Published Apr 17, 2014

Share

A platform has been launched for researchers to investigate ways to increase food production and improve food security in South Africa, where a quarter of the population still experiences hunger.

On Tuesday night, the Department of Science and Technology and the National Research Foundation launched the Centre of Excellence in Food Security at the University of the Western Cape (UWC). It is the first centre of excellence to be hosted by a historically black university.

The centre, which will be co-hosted by UWC and the University of Pretoria, will conduct research on food creation, distribution, consumption and governance. It will start by looking at how food systems are changing and how this affects sustainability. After this it will look into policies and technological interventions that can increase access to affordable and nutritious food.

One focus area will be to look at waste during production and delivery.

The centre leaders said they hoped their findings would reduce waste and increase food production in order to deal with high food prices, especially for rural communities.

“I’ve heard of a figure around 20 percent of food wasted in the processing stage in South Africa,” said Professor Julian May, the director of the Institute for Social Development at UWC.

“The world produces around 4 500 calories [of food] per person [per day], so that’s more than enough to feed everybody. But we waste 1 900 calories,” he said.
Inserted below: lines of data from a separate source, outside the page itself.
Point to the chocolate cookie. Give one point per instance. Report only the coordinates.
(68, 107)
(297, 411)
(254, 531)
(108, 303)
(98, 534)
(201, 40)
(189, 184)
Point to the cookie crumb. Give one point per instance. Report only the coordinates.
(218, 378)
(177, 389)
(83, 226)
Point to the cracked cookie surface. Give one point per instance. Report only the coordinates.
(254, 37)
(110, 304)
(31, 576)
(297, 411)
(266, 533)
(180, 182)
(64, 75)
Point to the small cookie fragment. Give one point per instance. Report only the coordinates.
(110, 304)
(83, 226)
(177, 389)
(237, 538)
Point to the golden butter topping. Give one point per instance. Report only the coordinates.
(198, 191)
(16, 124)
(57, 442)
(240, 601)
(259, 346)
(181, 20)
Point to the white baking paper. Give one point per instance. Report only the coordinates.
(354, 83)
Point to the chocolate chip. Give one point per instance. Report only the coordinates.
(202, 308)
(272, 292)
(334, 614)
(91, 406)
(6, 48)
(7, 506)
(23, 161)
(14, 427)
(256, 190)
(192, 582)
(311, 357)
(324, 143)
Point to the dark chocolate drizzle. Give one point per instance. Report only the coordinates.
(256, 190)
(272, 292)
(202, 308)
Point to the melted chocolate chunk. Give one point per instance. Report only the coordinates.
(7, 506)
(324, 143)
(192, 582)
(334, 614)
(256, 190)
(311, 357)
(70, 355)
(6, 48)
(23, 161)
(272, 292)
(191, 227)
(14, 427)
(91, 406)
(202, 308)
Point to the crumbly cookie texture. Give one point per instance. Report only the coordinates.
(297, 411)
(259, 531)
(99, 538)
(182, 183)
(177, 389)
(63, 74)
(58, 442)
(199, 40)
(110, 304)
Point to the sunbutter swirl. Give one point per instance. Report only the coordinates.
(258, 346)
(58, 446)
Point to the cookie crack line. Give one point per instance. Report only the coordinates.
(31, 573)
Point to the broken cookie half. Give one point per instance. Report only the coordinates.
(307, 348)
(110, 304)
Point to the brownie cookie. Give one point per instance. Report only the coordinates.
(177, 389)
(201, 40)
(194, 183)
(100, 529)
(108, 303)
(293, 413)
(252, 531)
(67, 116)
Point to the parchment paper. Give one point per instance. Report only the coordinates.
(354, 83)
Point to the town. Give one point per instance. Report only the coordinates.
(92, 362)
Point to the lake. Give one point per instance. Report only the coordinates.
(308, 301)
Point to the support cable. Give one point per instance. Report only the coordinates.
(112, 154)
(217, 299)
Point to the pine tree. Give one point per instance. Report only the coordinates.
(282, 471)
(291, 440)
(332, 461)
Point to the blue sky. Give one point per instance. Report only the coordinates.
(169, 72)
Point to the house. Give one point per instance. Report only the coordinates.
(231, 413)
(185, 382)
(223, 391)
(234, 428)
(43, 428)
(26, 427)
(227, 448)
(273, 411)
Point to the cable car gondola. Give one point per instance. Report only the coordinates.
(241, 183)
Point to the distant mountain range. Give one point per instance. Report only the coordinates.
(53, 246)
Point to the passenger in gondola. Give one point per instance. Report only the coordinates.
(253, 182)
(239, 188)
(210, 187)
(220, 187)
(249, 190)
This included food that was thrown away or reached its sell-by date before it was consumed.

Science and Technology Minister Derek Hanekom, said Kenya had completed a study showing that just by reducing wastage it could become a food secure nation.

Hanekom said South Africa did not have a national food security problem: the big challenge was household food insecurity.

“Where there is the greatest poverty, people pay most for their food.”

He said the more food that was produced in poverty-stricken areas, the more “it would put downward pressure on prices”. While he did not think it was the entire answer, it also had “the advantage of enhanced income”.

May’s research showed 12.6 percent of the South African population did not have food security and another 8.9 percent were vulnerable.

Consumers in rural areas paid R6 more for the same food basket as those in urban areas.

Earlier this month, Statistics SA released figures that showed extreme poverty in South Africa reached 20.2 percent in 2011, while 45.5 percent experienced moderate poverty.

A majority of rural households – 55.2 percent – survived on R620 or less a month, with which they had to buy food and clothes and provide shelter.

May said that while research showed the world’s current food resources could sustain about 8 billion people, the worrying factor was that the population was expected to reach 9 billion by 2050.

“We need to look at what is the price that had to be paid for the food we eat. An incredible amount of food is wasted yet we face a double burden of malnutrition,” he said.

Twenty organisations and 120 researchers would be involved in the centre.

Some of the organisations, most of which are universities, have done research on inefficiencies and wastage, the effect of food price inflation on the poor, expansion of supermarkets to rural areas and food preservation.